Frauke Petry, c’était la « Marine Le Pen allemande ». Tristement célèbre pour des propositions comme celle de tirer sur des réfugiés qui tenteraient de franchir clandestinement la frontière allemande, le reste de son parti estimait qu’elle n’était pas assez radicalement à l’extrême-droite. Ce sont les vieux hommes du parti, souvent avec un passé dans le parti NPD, qui prennent maintenant les commandes.

Aussi incroyable que cela puisse paraître, mais l‘extrême-droite allemande glisse encore davantage vers la droite, se rapprochant ainsi de mouvements comme la « Pegida » qui porte la violence xénophobe dans les rues allemandes. Si Frauke Perty avait récemment essayé d’imiter sa collègue française en tentant de dédiaboliser son parti, cette nouvelle orientation n’était pas du goût des vieux hommes du parti qui eux, défendent des positions ouvertement antisémites, xénophobes et « völkisch », utilisant sciemment une terminologie des nazis, cherchant des votes parmi cette frange de la population qui rêve toujours d’un « Reich » de 1000 ans.
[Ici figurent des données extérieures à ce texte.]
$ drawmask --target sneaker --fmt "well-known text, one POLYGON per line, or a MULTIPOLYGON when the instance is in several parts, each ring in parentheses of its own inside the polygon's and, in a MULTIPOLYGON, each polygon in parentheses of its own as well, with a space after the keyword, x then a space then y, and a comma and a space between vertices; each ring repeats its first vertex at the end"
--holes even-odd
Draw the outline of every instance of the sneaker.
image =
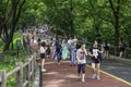
POLYGON ((93 79, 96 78, 96 74, 93 74, 93 75, 92 75, 92 78, 93 78, 93 79))
POLYGON ((96 78, 97 78, 97 80, 100 80, 100 77, 99 77, 99 76, 97 76, 96 78))
POLYGON ((43 70, 41 70, 41 72, 46 72, 46 70, 45 70, 45 69, 43 69, 43 70))
POLYGON ((85 79, 82 79, 82 83, 85 83, 85 79))
POLYGON ((80 77, 80 76, 78 77, 78 80, 79 80, 79 82, 81 80, 81 77, 80 77))

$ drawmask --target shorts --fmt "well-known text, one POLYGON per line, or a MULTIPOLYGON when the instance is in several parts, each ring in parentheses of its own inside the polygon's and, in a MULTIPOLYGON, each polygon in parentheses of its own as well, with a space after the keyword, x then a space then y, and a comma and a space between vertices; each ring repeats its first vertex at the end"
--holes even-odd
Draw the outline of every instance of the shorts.
POLYGON ((108 47, 108 46, 106 46, 106 47, 105 47, 105 50, 106 50, 106 51, 108 51, 108 50, 109 50, 109 47, 108 47))
POLYGON ((124 51, 126 49, 123 47, 120 48, 120 51, 124 51))
POLYGON ((78 65, 78 73, 80 74, 81 72, 84 74, 85 73, 85 65, 86 64, 79 64, 78 65))
POLYGON ((45 59, 45 58, 46 58, 46 54, 45 54, 45 53, 40 53, 40 58, 41 58, 41 59, 45 59))
POLYGON ((100 59, 92 58, 92 63, 95 63, 95 64, 100 63, 100 59))

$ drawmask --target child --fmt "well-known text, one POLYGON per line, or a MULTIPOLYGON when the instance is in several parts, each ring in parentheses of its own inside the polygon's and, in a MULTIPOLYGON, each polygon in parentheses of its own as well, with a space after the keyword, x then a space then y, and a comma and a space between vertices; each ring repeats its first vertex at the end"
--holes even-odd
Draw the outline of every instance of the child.
POLYGON ((85 44, 81 45, 81 48, 78 49, 76 51, 76 60, 78 60, 78 74, 79 74, 79 79, 82 76, 82 83, 85 83, 85 65, 86 65, 86 57, 87 52, 85 49, 85 44), (82 75, 81 75, 82 71, 82 75))
POLYGON ((90 55, 92 57, 92 69, 93 69, 92 78, 97 78, 98 80, 100 79, 99 69, 100 69, 102 53, 103 51, 100 51, 100 49, 98 48, 98 42, 95 40, 92 49, 90 50, 90 55), (97 73, 95 74, 95 72, 97 73))

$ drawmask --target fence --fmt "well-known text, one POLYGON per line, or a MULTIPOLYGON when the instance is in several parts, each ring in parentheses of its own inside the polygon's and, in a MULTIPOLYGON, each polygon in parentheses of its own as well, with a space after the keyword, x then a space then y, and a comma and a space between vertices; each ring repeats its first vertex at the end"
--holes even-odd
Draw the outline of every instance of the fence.
MULTIPOLYGON (((87 45, 87 49, 90 49, 93 46, 92 42, 87 42, 86 45, 87 45)), ((110 45, 110 47, 109 47, 109 55, 119 57, 119 51, 116 52, 116 48, 112 45, 110 45)), ((126 48, 126 50, 122 54, 122 58, 131 60, 131 48, 128 48, 128 47, 126 48)))
POLYGON ((7 87, 8 78, 13 75, 15 87, 29 87, 31 79, 35 77, 36 65, 36 60, 32 57, 25 63, 17 62, 16 67, 9 73, 5 70, 0 71, 0 87, 7 87))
Au niveau électoral, le retrait frustré de Frauke Petry risque d’affaiblir davantage ce parti qui, après un essor fulgurant, commence déjà à s’effriter. Désormais, ce ne seront plus que les électeurs à tendance néo-nazi qui voteront pour l’AfD et les « électeurs de protestation », nombreux, se rabattront certainement sur des partis de la droite bourgeoise.

Dès qu’il faut discuter contenus, l’extrême-droite a un vrai problème. Fort en slogans, l’AfD peine à présenter un programme politique digne de ce nom – mais pour les électeurs, il ne suffit plus d’être simplement contre tout. L’AfD, c’est le parti qui est contre le monde politique, contre les étrangers, contre les médias, contre l’Europe, mais comme dans d’autres pays, ces extrémistes n’ont aucune idée comment diriger un pays.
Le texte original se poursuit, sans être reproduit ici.